The New (or Knowledge) Economy is driven by ICTs, and that means that the level of exposure (or eventual expertise) of individuals to ICTs would be reflected in their degree of participation in the New Economy. There is a strong need to equip young Nigerians with ICT skills that can help them with personal development, career growth and possible global participation. In line with this need, one cannot deny that the present level of exposure is tilted in the favour of young people who attend private schools, or whose parents can afford to pay for computer lessons. While the Lagos Digital Village was established to meet this need by providing free training services for underserved youth (especially beginning from the Ebute Metta area), there is still the need for a massive knowledge campaign that will at least introduce underserved youth to the potential of ICTs.
To this end, we designed (with financial support from Heinrich Boll Foundation) the ICT4All Workshop, with the first edition holding today, March 29 2006, and brought together about forty (40) young people from secondary schools in Ebute Metta and Ajegunle for the purpose of introducing them to computers and Information Technology. In a seminar that featured discussions and practical demonstrations, facilitators trained these young people (in partnership with Paradigm Initiative Nigeria) and discussed the need to follow up with their schools by of setting up (or supporting existing) ICT Clubs that can keep the knowledge relevant and applicable — rather than as a one day encounter.
Moderated by Tope Soremi, the meeting (wich held at the Lagos Digital Village) began with registration and introductions. The day’s work resumed immediately, with a presentation by Seun Olajide titled, What’s in the Box?. The Nigeria Rocks! documetary was next, as it introduced students to some form of work in progress. Ayo Oladejo was next with his No Change Without You! which dealt with the need to move from abusive use of the Internet to productive use. Trust him to touch on the issue of cybercrime and alternative exit points.
After lunch, I spoke with the students about Starting an ICT Club in Your School and also introduced the students to the Nigerian Youth ICT4D Network.

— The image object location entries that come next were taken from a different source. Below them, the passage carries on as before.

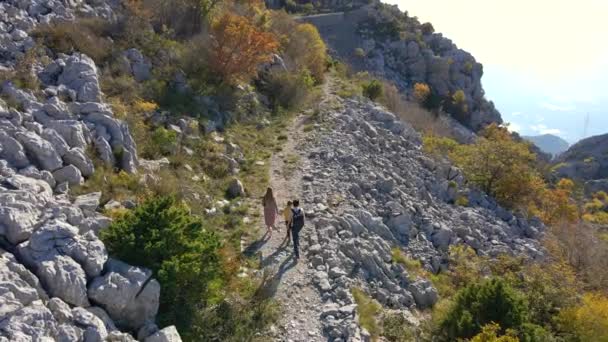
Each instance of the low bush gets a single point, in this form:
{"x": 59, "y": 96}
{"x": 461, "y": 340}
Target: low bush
{"x": 587, "y": 321}
{"x": 369, "y": 312}
{"x": 288, "y": 90}
{"x": 396, "y": 328}
{"x": 482, "y": 303}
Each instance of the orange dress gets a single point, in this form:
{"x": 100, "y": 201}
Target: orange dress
{"x": 270, "y": 212}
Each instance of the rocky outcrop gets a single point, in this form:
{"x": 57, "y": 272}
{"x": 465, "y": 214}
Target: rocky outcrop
{"x": 18, "y": 18}
{"x": 390, "y": 196}
{"x": 52, "y": 135}
{"x": 56, "y": 280}
{"x": 399, "y": 48}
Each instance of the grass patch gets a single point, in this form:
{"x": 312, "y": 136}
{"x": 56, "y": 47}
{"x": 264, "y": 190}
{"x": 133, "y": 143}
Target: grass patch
{"x": 369, "y": 311}
{"x": 413, "y": 266}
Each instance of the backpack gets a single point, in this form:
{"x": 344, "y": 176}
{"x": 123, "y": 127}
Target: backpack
{"x": 298, "y": 218}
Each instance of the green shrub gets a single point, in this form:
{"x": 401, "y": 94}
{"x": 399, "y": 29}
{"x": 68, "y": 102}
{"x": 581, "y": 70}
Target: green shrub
{"x": 288, "y": 90}
{"x": 481, "y": 303}
{"x": 161, "y": 235}
{"x": 396, "y": 328}
{"x": 369, "y": 311}
{"x": 372, "y": 90}
{"x": 534, "y": 333}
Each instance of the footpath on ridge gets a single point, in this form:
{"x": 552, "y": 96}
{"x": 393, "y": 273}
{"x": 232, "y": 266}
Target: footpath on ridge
{"x": 368, "y": 189}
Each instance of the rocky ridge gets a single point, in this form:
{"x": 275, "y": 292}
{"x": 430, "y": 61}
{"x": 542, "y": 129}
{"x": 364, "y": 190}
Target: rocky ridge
{"x": 399, "y": 48}
{"x": 56, "y": 279}
{"x": 586, "y": 161}
{"x": 368, "y": 188}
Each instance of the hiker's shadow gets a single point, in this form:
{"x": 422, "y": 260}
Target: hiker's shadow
{"x": 271, "y": 282}
{"x": 271, "y": 257}
{"x": 255, "y": 246}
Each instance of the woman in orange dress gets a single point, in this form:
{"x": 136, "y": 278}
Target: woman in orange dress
{"x": 271, "y": 210}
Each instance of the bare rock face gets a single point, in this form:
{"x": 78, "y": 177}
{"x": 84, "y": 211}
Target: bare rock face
{"x": 127, "y": 293}
{"x": 415, "y": 55}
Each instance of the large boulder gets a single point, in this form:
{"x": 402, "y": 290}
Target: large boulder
{"x": 77, "y": 157}
{"x": 12, "y": 151}
{"x": 424, "y": 293}
{"x": 80, "y": 74}
{"x": 235, "y": 189}
{"x": 69, "y": 174}
{"x": 44, "y": 154}
{"x": 127, "y": 293}
{"x": 64, "y": 278}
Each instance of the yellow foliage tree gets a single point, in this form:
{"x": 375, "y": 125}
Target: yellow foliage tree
{"x": 238, "y": 47}
{"x": 589, "y": 320}
{"x": 302, "y": 45}
{"x": 500, "y": 166}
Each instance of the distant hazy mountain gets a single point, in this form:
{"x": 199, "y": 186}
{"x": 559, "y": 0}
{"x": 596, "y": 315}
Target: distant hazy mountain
{"x": 549, "y": 143}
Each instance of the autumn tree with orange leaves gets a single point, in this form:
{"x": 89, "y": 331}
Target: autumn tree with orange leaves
{"x": 238, "y": 47}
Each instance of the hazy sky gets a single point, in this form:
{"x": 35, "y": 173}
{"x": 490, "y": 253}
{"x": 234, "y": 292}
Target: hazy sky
{"x": 545, "y": 61}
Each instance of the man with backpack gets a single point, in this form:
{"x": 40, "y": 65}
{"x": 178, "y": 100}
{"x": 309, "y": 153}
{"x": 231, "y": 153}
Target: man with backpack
{"x": 297, "y": 222}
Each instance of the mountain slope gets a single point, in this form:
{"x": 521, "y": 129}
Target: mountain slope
{"x": 549, "y": 143}
{"x": 368, "y": 188}
{"x": 585, "y": 160}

It was really exciting for me, noting the interest with which students listened after lunch (not always a good time to make your presentation for fear of nodding heads), and I ended the session in high hope that we can at least start with supporting ICT clubs and help expose these young minds to the opportunities that ICTs provide — thus strategically positioning themselves for personal development, career growth and global participation. Tope had a few questions (including some on the eclipse) and prizes were awarded.